Tripoliçe'nin karanlık günlerinde babamdan aldığım bu zamansız mektup, günden güne kötüye giden bu Türk kasabasında belki de tek olumlu hadise olmalıydı. Mektubu, zeytin ağaçlarını selamlayıp vedalaşır gibi ayrılan güneşin son saatlerinde okumaya başladım
İstanbul 22 Haziran 1821
Sevgili oğlum,
Bu mektubu sana olan büyük özlemimiz dolayısıyla kaleme alıyoruz. Uzunca bir süre geçmişti senden bir haber almayalı. Son mektubunun annen ve kardeşinle birlikte okuduk. Heyecan sevinç ve çokça özlem duyuyoruz sana .
Söyleyeceğim o değil. Önceki gün[...]kılığı ve konuşması ile serkeş bir yeniçeri eve geldi ve şuradan buradan konuşurken Zaptiye Çavuşu Şehsuvar Beyi sordu.
-Biz böyle birini hiç duymadığımız gibi tanımadığınızı söyledik ?
-Tripoliçeden ? dedi hırıltılı bir sesle
-Benim oğlum görev yapıyor orada dedim
-Bir kelam edip bir buralara gelmez mi dedi.
Oğlumun Tripoliçe'den ne gün döneceğini bilinmez ki diye devam ettim
Belki seni tanır oğlum bir derdi olmalı diye düşündüm. Yeniçerinin sorularına vermiş olduğum cevaplar onda adeta amansız bir kedere sürüklüyor, derin bir kuyuya düşüşte çaresizce yardım bekleyen bir insanı andırıyordu. Tam bu esnada yine adi şanı bilinmeyen üç insan ismini de sıraladı yeniçeri:
-Sinan Çavuş, Serhenk Kalender ve Dizdar Kemal Efendi ?
Bunlar da kim! Allah'ım dedim.
Biricik Oğlum, henüz gençsin ve dikkatli olmalısın. Korkarım Tripoliçe de senin de bilmediğin ya da bildiğin başka hadiseler de oluyor. Bizler ihtiyarladık. Tek sevincimiz sen ve kardeşinin sağlığı. Bizler eski kafalı insanlar değiliz. Yeniçeri Ocağı’nın lağvedilmesiyle ilgili hadiseyi duymuş olmalısın. Biz de bu tanzim ve plan dahilinde yapılmasını arzuluyoruz. Zira Devleti Âliyye’nin düşmanı pek çoktur. Ayni zamanda haini de...
Yarın sende dünyayı anlar ve baban için taşıdığın bu fikrin ne kadar haklı olduğunu takdir eder ve hak verirsin.
Bunları söylemekten maksadım senin Tripoliçe de görevini tamamlayana kadar son derece dikkatli olman ve tedbirli hareket etmendir.

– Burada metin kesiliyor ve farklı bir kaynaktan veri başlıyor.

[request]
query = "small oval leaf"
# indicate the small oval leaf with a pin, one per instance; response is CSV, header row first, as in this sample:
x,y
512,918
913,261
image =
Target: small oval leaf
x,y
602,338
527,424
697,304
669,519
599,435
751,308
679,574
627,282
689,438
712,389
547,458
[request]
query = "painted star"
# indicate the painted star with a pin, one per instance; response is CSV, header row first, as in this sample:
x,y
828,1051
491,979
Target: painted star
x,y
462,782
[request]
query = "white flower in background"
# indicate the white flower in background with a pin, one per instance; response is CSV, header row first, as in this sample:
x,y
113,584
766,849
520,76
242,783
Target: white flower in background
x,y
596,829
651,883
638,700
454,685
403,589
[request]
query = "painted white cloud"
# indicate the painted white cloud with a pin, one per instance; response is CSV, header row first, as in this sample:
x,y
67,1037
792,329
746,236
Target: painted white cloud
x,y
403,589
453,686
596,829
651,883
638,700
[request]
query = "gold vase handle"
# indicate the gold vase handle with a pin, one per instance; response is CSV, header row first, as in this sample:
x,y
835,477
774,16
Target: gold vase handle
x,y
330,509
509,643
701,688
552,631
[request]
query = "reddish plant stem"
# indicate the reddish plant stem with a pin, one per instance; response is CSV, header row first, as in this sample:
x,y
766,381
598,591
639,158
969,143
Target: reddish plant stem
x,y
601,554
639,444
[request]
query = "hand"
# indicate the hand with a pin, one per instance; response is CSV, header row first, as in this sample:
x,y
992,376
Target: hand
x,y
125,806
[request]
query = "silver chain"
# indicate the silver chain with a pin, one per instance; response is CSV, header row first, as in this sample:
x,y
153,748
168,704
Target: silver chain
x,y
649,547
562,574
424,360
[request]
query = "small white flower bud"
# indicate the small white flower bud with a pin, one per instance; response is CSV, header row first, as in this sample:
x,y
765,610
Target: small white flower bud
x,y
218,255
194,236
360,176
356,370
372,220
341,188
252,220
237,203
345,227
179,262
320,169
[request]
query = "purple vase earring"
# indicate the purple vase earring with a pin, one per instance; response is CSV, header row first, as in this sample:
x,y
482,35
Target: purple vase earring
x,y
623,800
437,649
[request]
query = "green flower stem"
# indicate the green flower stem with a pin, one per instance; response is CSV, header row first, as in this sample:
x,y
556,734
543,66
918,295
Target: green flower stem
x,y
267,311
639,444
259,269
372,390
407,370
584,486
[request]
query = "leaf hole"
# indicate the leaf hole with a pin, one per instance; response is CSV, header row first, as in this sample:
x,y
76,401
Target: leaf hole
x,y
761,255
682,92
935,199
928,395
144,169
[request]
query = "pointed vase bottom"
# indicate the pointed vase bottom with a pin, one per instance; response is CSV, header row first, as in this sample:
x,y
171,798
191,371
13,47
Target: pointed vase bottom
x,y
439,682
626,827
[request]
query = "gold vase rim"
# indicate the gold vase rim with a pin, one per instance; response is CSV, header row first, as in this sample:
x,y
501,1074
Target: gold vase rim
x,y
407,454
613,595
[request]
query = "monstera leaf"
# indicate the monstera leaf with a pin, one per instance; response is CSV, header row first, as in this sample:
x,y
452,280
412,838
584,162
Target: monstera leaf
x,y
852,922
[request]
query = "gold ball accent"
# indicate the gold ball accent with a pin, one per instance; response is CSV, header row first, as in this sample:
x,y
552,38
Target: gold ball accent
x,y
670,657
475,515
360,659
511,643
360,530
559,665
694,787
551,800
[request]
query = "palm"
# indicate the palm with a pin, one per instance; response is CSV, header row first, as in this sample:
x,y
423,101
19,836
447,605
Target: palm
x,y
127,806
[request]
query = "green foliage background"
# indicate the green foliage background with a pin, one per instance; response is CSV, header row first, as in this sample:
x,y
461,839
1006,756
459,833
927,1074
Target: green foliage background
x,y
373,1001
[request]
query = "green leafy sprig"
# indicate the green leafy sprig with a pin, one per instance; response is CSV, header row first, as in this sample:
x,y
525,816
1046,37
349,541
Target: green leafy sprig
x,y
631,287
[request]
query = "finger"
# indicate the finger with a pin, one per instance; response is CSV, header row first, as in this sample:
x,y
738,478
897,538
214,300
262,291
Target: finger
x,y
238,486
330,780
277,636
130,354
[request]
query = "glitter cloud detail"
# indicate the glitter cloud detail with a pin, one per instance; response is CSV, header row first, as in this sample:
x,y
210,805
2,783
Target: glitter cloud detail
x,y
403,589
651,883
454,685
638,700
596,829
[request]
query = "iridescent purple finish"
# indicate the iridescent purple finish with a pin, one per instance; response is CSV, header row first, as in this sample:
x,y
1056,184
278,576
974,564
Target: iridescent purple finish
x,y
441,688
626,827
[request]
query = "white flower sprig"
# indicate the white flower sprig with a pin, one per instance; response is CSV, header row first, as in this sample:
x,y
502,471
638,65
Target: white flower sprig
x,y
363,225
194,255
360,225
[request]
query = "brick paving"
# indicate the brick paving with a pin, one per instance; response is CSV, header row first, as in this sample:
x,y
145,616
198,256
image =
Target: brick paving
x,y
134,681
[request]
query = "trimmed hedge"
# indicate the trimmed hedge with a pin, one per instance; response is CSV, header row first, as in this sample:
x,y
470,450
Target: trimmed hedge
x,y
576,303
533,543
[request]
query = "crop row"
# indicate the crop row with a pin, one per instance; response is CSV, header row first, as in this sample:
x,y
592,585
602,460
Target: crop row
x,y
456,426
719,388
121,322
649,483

Belki de tüm balkan memleketleri bir gün Osmanlılardan ayrılacakları zamanın hayaliyle yaşıyorlar. Oysa Devleti Aliye'nin şefkatli kolları altında mutlu bir yaşam sürüyorlar. Bunu her fırsatta unutuyorlar .
Balkanlardaki haydutluk faaliyetleri İstanbul’a muntazam ulaşıyor. İsyancı güruhun üzerine kılıcıyla adalet ve huzur tesis ediyor.
Annen ve kardeşinin büyük özlem dolu selamıyla gözlerinden öperim.
Baban
...
Mektubu divanı üzerine sessizce bıraktım ve gözlerimden sicim gibi yaşlar dökülmeye başladı. Mektubun içeriğinde babamın da belirttiği adamları henüz bulamamıştım onlar benim ailemi bulmuş olmasının şaşkınlığıyla havlayan huysuz köpeklerin geceye olan öfkesi ortasında dolunayın zeytin ağaçlarına yansıyan parlaklığıyla Tripoliçe'nin akıbetini düşünüyorum.